Erano cento i biglietti da vendere, costavano 200  lire l’uno, se ricordo bene, e sino a che questi non erano tutti venduti, lo spettacolo non iniziava e a volte anche con oltre mezz’ora di ritardo perchè dipendeva dalla loro vendita, più o meno rapida e non appena venduti, ne veniva fatta l’estrazione, la bambola veniva aggiudicata e poteva così cominciare lo spettacolo. La bambola si ritirava alla fine.
Le due Orfanelle: Tratto da un dramma teatrale di metà 800, è la dolorosa storia di due sorelle orfane che, giunte a Parigi verso la fine del 1700, tiranneggiate e sfruttate da una donna alla quale prestavano servizio, vengono separate. Si ritrovano, rischiano la ghigliottina, sono salvate  grazie alla rivoluzione francese.
Anche qui, come nel  film “I Figli di Nessuno” ci sono situazioni di fortissimo impatto emotivo;  di conseguenza si piangeva, oh come si piangeva,  e non fini lì!

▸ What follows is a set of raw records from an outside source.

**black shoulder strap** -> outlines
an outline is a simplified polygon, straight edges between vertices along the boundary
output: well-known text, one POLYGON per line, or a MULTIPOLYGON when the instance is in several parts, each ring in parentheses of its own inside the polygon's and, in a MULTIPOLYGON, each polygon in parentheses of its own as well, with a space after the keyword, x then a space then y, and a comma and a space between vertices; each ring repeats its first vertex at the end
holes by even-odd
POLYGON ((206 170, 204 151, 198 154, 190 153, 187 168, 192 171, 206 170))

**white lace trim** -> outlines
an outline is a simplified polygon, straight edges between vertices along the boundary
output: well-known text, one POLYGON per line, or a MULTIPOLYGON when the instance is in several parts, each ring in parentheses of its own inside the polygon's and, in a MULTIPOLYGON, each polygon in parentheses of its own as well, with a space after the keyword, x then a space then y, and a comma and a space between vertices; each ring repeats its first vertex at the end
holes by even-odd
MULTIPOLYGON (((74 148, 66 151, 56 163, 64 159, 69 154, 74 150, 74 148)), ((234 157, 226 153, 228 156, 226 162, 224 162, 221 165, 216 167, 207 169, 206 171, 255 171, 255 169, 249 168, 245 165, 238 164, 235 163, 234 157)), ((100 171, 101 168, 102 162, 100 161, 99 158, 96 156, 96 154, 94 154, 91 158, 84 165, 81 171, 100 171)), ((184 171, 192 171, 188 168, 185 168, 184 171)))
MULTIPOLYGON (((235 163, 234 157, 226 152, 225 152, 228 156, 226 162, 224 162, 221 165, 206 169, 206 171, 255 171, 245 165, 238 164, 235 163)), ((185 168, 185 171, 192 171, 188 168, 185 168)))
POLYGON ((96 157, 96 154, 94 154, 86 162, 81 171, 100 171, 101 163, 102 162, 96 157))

Le due Orfanelle fu rappresentato per una settimana circa e sempre con il pienone. 
Un altro spettacolo presentato fu “La cieca di Sorrento”. Altro drammone fatto per far piangere: un paio di delinquenti uccidono una nobildonna per derubarla dei gioielli. Una bambina, che dormiva accanto alla nobildonna, per la terribile impressione, diviene cieca. Quindici anni dopo, il figlio di uno dei delinquenti, che grazie al ricavato della rapina fatta dal padre, studia e diventa medico famoso,  propone alla famiglia della nobile uccisa, di risanare la cieca in cambio della sua mano. Il giorno delle nozze, il padre della cieca, s’accorge che l’anello donato alla figlia dal medico, non è altro che l’anello trafugato a sua moglie quindici anni prima. 
Insomma: in ambedue gli spettacoli c’era amore, gelosia, passione, odio, tradimento, pentimento, redenzione e chi più ne ha più ne metta! Un bel calderone di sentimenti, da far piangere anche i sassi!Furono recitate altre commedie ma non ricordo i titoli; forse perchè non si piangeva a sufficienza come le commedie precedenti. Rimasero comunque per una ventina di giorni. Ad essere  maliziosi si potrebbe pensare che siano rimasti  finchè avevano bambole da vendere.
I teatranti se ne andarono, non tornarono più.  Per diverso tempo  non si parlò d’altro. Era un modo come un altro per scacciare  paure ed  angosce.